Randomised Controlled Trials

Randomised controlled trials (RCTs) are the gold standard for evaluating the effects of interventions in medicine. Their defining feature is random allocation of participants to intervention or control groups, which distributes both known and unknown confounders evenly between arms, enabling causal inference.

A clinical trial is an experiment on patients designed to evaluate the benefits and risks of one or more treatments. Trials progress through phases: Phase I (safety, dose-finding in a small healthy sample), Phase II (preliminary efficacy and safety), Phase III (definitive efficacy and safety in a large patient population), and Phase IV (post-marketing surveillance).

Primary outcomes are the principal measures of treatment effect. These may be clinical outcomes (mortality, hospitalisation) or surrogate variables — biological measures that capture the effect of treatment on the disease process and that must fully capture the effect on the clinical outcome. Biomarkers (CD4 count in HIV, LDL-cholesterol) may be useful primary endpoints at Phase II but require validation as surrogates before use at Phase III.

Research questions are framed as superiority (does the new treatment outperform the control?) or non-inferiority (is the new treatment no worse than the existing standard?).

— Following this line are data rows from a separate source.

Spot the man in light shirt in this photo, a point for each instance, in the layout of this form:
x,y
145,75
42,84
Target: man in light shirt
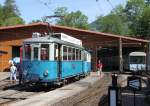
x,y
13,72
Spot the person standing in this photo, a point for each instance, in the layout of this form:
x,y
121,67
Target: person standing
x,y
99,66
13,72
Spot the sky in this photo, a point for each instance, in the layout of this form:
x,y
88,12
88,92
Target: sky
x,y
36,9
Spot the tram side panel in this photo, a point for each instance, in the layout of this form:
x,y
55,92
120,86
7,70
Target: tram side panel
x,y
43,71
71,68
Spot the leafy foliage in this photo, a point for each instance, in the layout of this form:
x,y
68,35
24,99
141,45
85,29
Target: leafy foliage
x,y
133,19
10,14
73,19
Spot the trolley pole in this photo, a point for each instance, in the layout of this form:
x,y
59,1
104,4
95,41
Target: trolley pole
x,y
120,56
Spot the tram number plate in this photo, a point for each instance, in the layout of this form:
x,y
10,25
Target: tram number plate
x,y
134,83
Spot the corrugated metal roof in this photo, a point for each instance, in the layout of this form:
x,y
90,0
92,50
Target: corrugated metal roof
x,y
75,30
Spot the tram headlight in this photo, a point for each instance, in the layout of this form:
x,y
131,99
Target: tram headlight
x,y
45,74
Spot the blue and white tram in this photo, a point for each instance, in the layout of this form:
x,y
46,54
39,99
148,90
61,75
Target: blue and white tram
x,y
54,58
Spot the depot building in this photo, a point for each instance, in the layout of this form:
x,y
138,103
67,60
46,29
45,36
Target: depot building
x,y
109,48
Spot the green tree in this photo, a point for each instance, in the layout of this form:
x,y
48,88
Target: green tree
x,y
74,19
111,23
144,24
10,14
133,10
1,14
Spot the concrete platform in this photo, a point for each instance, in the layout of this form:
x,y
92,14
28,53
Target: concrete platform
x,y
73,90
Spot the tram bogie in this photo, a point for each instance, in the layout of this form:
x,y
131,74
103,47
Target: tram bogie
x,y
54,59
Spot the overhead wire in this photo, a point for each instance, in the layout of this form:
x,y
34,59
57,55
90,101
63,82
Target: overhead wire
x,y
49,28
99,6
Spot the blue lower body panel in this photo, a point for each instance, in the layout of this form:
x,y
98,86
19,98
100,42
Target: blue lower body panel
x,y
43,71
71,68
87,67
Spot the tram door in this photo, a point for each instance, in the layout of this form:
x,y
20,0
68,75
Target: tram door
x,y
57,57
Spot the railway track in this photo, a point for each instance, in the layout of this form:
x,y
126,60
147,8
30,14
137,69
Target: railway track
x,y
94,94
12,92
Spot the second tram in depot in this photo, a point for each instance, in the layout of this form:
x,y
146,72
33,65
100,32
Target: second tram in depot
x,y
54,58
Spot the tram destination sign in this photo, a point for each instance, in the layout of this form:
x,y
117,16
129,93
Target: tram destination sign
x,y
134,83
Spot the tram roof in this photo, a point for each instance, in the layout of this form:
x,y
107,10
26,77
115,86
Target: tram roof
x,y
137,54
48,39
84,35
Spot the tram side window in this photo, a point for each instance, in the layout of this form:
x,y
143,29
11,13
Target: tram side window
x,y
56,52
44,51
73,54
35,50
28,52
70,53
64,53
77,54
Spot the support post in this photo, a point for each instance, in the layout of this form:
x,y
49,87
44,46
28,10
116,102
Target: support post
x,y
148,57
120,56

Randomisation aims to create groups with the same distribution of baseline characteristics. Concealment of allocation prevents the recruiter from predicting which group the next participant will enter — this is separate from blinding. Blinding prevents participants, clinicians, and outcome assessors from knowing group allocation, minimising performance bias, detection bias, and placebo effects.

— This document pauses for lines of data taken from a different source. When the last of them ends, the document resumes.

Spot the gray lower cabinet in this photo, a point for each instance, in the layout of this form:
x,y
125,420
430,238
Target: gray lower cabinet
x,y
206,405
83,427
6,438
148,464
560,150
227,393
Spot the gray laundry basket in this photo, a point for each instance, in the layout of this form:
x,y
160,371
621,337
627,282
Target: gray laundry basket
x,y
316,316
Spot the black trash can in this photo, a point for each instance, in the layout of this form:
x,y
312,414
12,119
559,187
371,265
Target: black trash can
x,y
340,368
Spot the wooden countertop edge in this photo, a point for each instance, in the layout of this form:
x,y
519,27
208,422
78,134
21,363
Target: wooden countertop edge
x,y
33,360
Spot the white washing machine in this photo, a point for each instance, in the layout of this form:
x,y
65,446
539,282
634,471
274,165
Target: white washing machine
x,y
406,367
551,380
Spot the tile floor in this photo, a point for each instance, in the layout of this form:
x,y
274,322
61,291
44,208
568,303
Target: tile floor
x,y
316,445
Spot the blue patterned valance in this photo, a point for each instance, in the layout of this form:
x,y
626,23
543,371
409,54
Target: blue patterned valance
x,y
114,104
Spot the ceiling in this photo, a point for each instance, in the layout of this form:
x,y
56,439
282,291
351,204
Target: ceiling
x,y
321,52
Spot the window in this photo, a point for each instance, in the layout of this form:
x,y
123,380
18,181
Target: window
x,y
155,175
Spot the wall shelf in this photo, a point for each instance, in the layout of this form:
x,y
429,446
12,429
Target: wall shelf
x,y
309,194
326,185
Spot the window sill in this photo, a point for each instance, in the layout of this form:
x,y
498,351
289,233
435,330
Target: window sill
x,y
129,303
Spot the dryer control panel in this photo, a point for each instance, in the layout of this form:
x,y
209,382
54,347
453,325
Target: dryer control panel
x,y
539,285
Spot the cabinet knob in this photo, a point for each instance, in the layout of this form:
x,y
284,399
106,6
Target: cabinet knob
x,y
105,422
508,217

Intention-to-treat (ITT) analysis analyses participants as randomised, regardless of what they actually did during the trial. This preserves the benefits of randomisation, controls confounding, and reflects real-world effectiveness. Per-protocol analysis evaluates only participants who fully adhered — it is closer to an estimate of efficacy but reintroduces confounding.

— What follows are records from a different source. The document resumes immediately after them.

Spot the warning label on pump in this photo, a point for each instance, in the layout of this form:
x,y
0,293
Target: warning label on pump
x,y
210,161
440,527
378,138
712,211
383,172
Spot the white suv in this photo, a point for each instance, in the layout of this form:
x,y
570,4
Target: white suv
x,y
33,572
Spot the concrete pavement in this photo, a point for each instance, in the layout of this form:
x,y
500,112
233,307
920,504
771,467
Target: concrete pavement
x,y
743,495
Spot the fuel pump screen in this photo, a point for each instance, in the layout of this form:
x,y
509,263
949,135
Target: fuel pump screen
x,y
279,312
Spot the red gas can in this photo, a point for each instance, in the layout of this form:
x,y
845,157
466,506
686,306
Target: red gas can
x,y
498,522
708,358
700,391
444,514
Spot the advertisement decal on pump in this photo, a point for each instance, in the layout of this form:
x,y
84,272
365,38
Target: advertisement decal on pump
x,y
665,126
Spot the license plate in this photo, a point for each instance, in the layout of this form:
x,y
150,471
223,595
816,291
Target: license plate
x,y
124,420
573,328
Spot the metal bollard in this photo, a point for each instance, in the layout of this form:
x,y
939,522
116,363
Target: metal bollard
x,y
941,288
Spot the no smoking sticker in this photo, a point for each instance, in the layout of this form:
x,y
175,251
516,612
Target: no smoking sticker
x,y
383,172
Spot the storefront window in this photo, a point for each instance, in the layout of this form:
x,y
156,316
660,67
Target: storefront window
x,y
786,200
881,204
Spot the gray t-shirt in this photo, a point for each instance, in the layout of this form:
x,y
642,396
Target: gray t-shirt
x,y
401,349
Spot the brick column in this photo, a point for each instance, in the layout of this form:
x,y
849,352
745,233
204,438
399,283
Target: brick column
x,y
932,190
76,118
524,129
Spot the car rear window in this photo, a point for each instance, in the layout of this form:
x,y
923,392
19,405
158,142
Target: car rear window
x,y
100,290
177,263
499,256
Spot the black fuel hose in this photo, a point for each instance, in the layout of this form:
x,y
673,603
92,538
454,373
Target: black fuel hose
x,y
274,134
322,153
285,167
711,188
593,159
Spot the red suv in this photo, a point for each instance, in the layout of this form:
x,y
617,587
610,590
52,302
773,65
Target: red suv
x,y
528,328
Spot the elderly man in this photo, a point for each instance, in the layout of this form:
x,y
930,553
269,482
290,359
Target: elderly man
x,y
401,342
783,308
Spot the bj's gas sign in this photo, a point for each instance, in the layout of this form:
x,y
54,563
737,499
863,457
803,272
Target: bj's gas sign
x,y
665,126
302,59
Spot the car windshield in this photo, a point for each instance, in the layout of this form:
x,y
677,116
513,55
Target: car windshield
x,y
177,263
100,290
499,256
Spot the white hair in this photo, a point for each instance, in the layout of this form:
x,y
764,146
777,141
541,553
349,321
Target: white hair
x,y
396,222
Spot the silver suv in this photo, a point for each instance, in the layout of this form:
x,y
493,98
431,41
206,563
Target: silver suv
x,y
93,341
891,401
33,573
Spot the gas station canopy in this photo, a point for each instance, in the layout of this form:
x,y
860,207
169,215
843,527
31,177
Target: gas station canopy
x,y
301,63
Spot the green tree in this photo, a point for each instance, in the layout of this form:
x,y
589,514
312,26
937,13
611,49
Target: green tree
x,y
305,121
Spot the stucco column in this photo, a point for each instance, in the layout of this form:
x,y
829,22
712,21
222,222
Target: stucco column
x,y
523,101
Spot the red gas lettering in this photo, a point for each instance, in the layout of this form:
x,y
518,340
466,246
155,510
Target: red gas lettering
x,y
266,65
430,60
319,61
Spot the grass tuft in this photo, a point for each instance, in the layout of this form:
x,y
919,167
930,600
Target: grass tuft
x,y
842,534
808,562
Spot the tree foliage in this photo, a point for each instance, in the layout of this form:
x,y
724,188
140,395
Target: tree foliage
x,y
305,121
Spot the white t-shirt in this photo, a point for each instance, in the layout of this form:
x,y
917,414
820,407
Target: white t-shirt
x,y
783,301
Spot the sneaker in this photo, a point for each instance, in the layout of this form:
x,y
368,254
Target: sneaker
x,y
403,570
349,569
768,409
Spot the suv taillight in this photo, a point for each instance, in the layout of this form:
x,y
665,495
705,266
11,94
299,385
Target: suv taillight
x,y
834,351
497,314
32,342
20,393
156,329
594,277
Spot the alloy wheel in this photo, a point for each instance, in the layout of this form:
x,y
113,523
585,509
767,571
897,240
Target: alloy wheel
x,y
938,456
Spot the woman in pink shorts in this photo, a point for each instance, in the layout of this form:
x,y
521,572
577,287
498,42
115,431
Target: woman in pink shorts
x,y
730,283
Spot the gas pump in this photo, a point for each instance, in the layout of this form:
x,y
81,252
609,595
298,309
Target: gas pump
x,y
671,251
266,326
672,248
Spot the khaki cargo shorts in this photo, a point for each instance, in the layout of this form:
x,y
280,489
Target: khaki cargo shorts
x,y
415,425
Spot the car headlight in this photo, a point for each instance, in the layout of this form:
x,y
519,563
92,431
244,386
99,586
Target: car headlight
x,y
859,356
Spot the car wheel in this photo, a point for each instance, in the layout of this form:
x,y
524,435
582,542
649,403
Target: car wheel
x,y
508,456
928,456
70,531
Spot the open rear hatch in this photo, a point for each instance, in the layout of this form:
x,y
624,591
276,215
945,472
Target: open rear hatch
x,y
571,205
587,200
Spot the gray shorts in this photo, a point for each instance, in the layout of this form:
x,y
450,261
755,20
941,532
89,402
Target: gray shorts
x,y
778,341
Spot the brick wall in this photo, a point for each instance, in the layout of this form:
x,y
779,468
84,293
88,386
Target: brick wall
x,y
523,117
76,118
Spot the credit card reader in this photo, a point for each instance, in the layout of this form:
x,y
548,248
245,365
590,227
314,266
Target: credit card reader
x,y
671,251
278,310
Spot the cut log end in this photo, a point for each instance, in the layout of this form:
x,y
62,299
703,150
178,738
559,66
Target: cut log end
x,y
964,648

Efficacy describes whether a treatment works under ideal, controlled conditions. Effectiveness describes how well a treatment performs in real-world practice where non-adherence and other factors operate.

Internal validity in an RCT is threatened by inadequate allocation concealment, lack of blinding, loss to follow-up, and non-adherence. Evidence-based practice (EBP) integrates the best available evidence, clinical expertise, and patient values and preferences to determine optimal treatment, recognising that good evidence prevents adoption of ineffective or unnecessarily expensive treatments.